Тем не менее новость всерьез обеспокоила его. Тот факт, что лондонская полиция интересуется им, знак сам по себе недобрый, тем более что он как раз собрался наведаться в Лондон. Стоит ли сейчас предпринимать такое путешествие? Он задумался. Может быть, лучше пригласить Шлайфштайна и Гризомбра к себе, в Италию? С другой стороны, они бы, несомненно, откликнулись на его призыв. Пожалуй, будет лучше, если Адела ничего не узнает об этом письме. А ехать нужно.
Настала Страстная суббота, и город как будто замер в нетерпеливом ожидании великого христианского праздника, разрываясь от желания ударить во все колокола с криками «Христос воскрес! Аллилуйя!» День выдался приятный, теплый и ясный, без ужасной изнуряющей духоты. Приготовившись к исповеди, Луиджи Санционаре вышел из дому, но не направился сразу к церкви иезуитов. Прежде ему предстояло сделать два небольших дела. Купить билеты и заглянуть в магазин.

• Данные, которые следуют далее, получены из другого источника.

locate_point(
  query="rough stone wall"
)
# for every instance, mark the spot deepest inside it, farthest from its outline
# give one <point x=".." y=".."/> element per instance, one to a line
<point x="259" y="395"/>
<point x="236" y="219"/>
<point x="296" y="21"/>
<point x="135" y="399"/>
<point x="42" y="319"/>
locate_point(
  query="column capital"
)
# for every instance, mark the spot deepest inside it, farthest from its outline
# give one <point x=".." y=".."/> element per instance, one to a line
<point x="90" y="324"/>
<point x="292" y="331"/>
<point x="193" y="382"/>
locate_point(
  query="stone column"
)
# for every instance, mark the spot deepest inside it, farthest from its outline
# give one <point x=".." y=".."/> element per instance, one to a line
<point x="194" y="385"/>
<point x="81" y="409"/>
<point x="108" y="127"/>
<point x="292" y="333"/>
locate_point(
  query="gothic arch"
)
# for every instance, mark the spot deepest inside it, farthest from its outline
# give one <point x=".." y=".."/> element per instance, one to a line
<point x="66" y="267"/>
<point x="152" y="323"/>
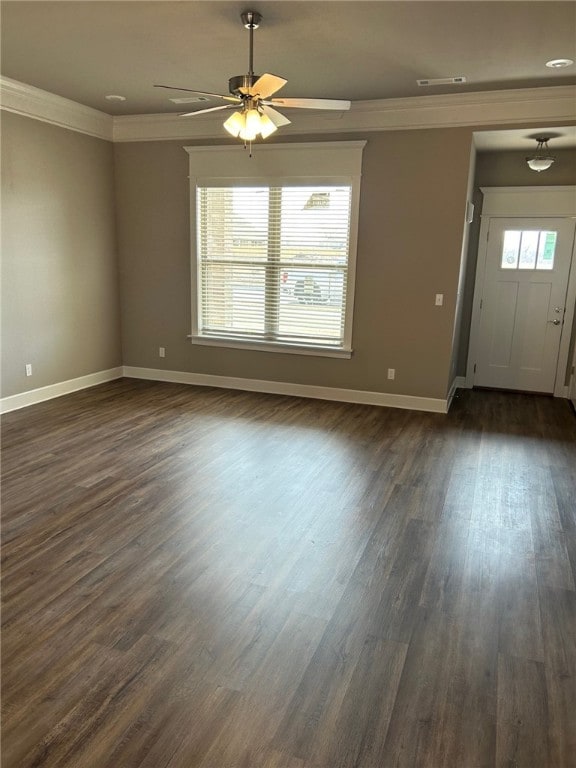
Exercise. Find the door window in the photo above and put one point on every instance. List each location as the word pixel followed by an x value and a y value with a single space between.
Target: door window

В первый раз он увидел ее у Испанской лестницы. Высокая, смуглая, темноволосая, в очаровательном платье лимонного цвета и широкополой шляпе и зонтиком от солнца, который она несла с невыразимой элегантностью. Когда он подошел ближе, она — Луиджи Санционаре мог бы поклясться в этом — замолчала и, отвернувшись от своего спутника, устремила свой взгляд на него. В ней было то, чем привлекла его когда-то Адела, — скрытая страстность, обещавшая, нет, намекавшая на то, что все возможно. От одного лишь ее взгляда по спине Санционаре поползли капельки холодного пота. Ей было не больше двадцати пяти, и ее сопровождал мужчина по меньшей мере вдвое старшего возраста, лет, может быть, шестидесяти, высокий, сутулый, с короткими темными волосами, в золотом пенсне и с весьма изысканными манерами. К девушке он относился внимательно и несколько покровительственно, почти по-отцовски. В первый момент он напомнил Санционаре профессора Мориарти, но сходство было только поверхностным.
Во второй раз он увидел их за ланчем. Они сидели за несколько столиков от него в траттории, куда Санционаре заглядывал время от времени, неподалеку от площади Кавура, около собора Святого Ангела. Девушка почти не разговаривала со своим спутником и без особого интереса ковырялась в тарелке. Понаблюдав за ними некоторое время, Санционаре пришел к выводу, что мужчина скорее родственник, чем любовник. Несколько раз, когда он смотрел на них, девушка слегка поднимала голову и бросала взгляд в его направлении.
При этом она каждый раз смущенно опускала глаза, и каждый раз Санционаре бросало в холодный пот. Время шло, и холодок сменился сначала теплом, а потом и жаром, который быстро распространился вниз.